Scanning text

B

bm

I need advice on the correct way to scan a text document in order to add it
to an email
I have an Epson scanner which allows me to select the type from JPEG,
BITMAP,Tiff PDF etc.
I chose PDF and selected Text and scanned the newspaper cutting . I saved it
to my scanning file and it transpires that it is now an Adobe Acrobat
Document. This I can open but can my recipients open it if they do not have
the Adobe Reader?
Alternatively how should I send it to ensure that my friends can read it?
Blair
 
P

pjp

Send it in an image file format rather than a document file format, e.g.
jpg, bmp, tiff are all image files (e.g. a picture, jpg keeps size down, bmp
is original, both 100% no problems unless pc has problems, tiff maybe a
problem) that IE or even Paint can open where-as pdf is a document file
format for Adobe Reader hence need that (or similar) installed to view it.
 
P

Paul

bm said:
I need advice on the correct way to scan a text document in order to add it
to an email
I have an Epson scanner which allows me to select the type from JPEG,
BITMAP,Tiff PDF etc.
I chose PDF and selected Text and scanned the newspaper cutting . I saved it
to my scanning file and it transpires that it is now an Adobe Acrobat
Document. This I can open but can my recipients open it if they do not have
the Adobe Reader?
Alternatively how should I send it to ensure that my friends can read it?
Blair

You're discussing optical character recognition, as an option
for handling content. Here are a few examples, of sending a
newspaper article to a friend.

*******

Scan ------> bitmap -----> bitmap stored in .PDF file

In that case, the resulting newspaper.PDF is neatly and accurately preserved.
It looks almost as good, as the original piece of newspaper. The recipient's
eyeballs, will do an excellent job of looking at any marginally
captured printed letters, and figuring out what the article says.
(Humans are better at that, than any computer program. OCR sucks.)
In addition, if the newspaper article includes pictures, they'll be
preserved. This requires that the recipient, own a PDF reader program.

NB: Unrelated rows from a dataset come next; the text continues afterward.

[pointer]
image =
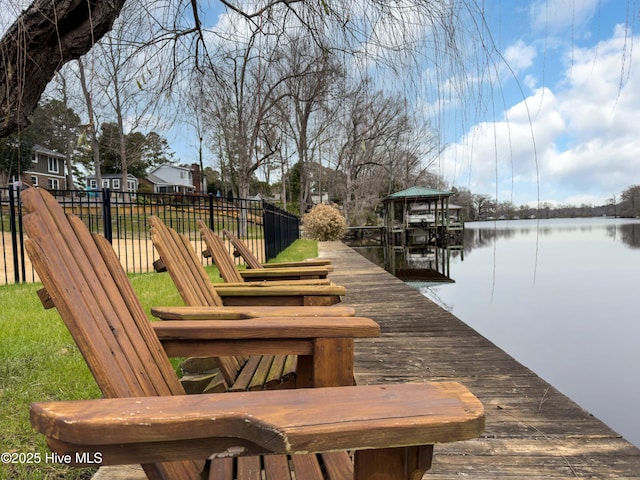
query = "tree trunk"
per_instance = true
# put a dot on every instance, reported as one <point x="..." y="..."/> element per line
<point x="43" y="38"/>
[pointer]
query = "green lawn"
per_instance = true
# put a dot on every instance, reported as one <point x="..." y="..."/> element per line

The intermediate case, works like this.

Scan ------> bitmap ------+------ bitmap plus words, stored in .PDF file
| ^
| | Text
+-- OCR ---+

Some optical character recognition software (may come with scanner, or be
purchased separately), has the ability to find letters in the image, and
lay a text string over top of the scanned bitmap image. Any text which
is not recognized, is not converted. In some cases, this gives an enhanced
appearance to the text. But the recognition is at best perhaps 99%, so
there will be errors. And the error-filled letters, will hide the
part of the bitmap underneath with the originally captured image.

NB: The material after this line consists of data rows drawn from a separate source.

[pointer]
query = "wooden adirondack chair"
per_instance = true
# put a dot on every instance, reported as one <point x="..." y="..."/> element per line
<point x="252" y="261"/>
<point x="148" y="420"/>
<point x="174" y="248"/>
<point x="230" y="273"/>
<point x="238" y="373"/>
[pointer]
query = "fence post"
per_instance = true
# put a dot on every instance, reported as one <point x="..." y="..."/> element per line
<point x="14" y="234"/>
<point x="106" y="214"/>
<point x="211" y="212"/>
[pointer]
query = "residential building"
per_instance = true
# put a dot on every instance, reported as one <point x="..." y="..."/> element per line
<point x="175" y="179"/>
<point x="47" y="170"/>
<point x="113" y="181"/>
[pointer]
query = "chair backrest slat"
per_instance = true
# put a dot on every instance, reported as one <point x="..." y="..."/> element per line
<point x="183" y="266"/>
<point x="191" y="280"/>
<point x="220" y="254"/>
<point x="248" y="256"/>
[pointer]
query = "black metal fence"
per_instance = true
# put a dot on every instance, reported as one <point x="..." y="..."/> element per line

In that case, you send newspaper.PDF to your friend, and the OCR
may make a few, distracting mistakes.

Now, in the third case, the operation looks like this. Again, OCR
is used, to convert what looks like text in the bitmap scan, into
letters. The letters are then stored in a text file, with poor
formatting. If the original newspaper article was three columns
of text, I can't guarantee all the words are in neat columns. It
may take significant text editing after the OCR step, to make
a presentable document.

Scan ------> bitmap
|
|
+-- OCR ---> words only, stored in a text file

That third option, of using a text file, means that more tools
at the recipient's end can be used. You can even copy the text,
right into the email, and not bother making an attachment from it.
But any transcription errors in the text, have to be fixed at your
end, to prevent annoying the recipient with a multitude of errors.

I think the first option, scanning as a bitmap, saving as PDF
and sending that, is the best compromise. It requires no labor
on your end, there is no possibility of OCR errors (because
you're not using OCR). The only disadvantage, is the recipient
must have a PDF reader program.

If you could find a small enough PDF reader program, you could
send that by email as well. At least one non-Adobe free one,
is near the end of the list (Foxit Reader). Perhaps that is
smaller than the multi-megabytes of some Adobe download.

http://en.wikipedia.org/wiki/PDF_reader

There is a fourth conversion option. It would look like this.

Scan ------> bitmap -----> bitmap stored in JPEG picture file

In that case, the recipient needs an image viewer program.
And the computer may already have one of those, even if
it doesn't have a PDF viewer. Choose an image format, which
you know the OS of the recipient can handle. There are formats
other than JPEG for example.

For highest compression, I might select CCITT compression in a
TIFF format, with thresholding used to convert the scan into
black and white. By adjusting the threshold, you can send a page
of text in about 50 KB as an image file. And that is easier
for someone who is on dialup to download. That is the computer
equivalent of using a FAX machine, since the CCITT compression
algorithm is the same one as is used for faxes.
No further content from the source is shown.